Special HIPAA plans with high price tags have been the norm, though. Since most people with individual health insurance would tell you that they can't afford to pay more, special HIPAA plans are a viable alternative.

Living death that's what some call disability, when we become injured or sick and cannot work. Most of us face the risk of becoming disabled for at least three months that risk is three times greater than our risk of dying. Yet most do not have adequate disability coverage.

You cannot even file for Social Security disability until you have been disabled five months. It starts paying, if you qualify, after six months, but the processing often takes you to the 11th or 12th month before you receive a check.

Will your company continue to pay you if you can't work? Will your creditors let you keep your home or your car if you can't meet your payments? How long can you live on your savings? How would you feel if you were laid up and saw your family lose your savings, your vehicle(s) and even your home?

If you can't afford a full-blown disability policy, some life insurance companies have disability coverage riders that can be added to their life insurance policies to at least make the house and car payment for you. They are usually pretty affordable and always a lot better buy than credit disability insurance from a lender.
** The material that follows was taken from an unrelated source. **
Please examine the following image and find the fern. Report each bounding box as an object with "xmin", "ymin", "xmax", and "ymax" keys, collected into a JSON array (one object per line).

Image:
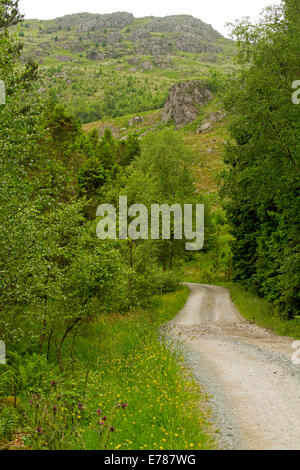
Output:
[{"xmin": 0, "ymin": 408, "xmax": 19, "ymax": 441}]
There are other policies you can buy cancer, accidental death and such. Buy coverage for your primary exposures first. If your family has a history of cancer or you have a hazardous hobby or occupation, those may be polices to consider.

Sit down with your agent or broker. Review your current policies and exposures to see if you can spend your premium dollars more efficiently.

(Patrick Griffin, CPCU, AAI, AIS, is an insurance consultant with Man-Morris Insurors.)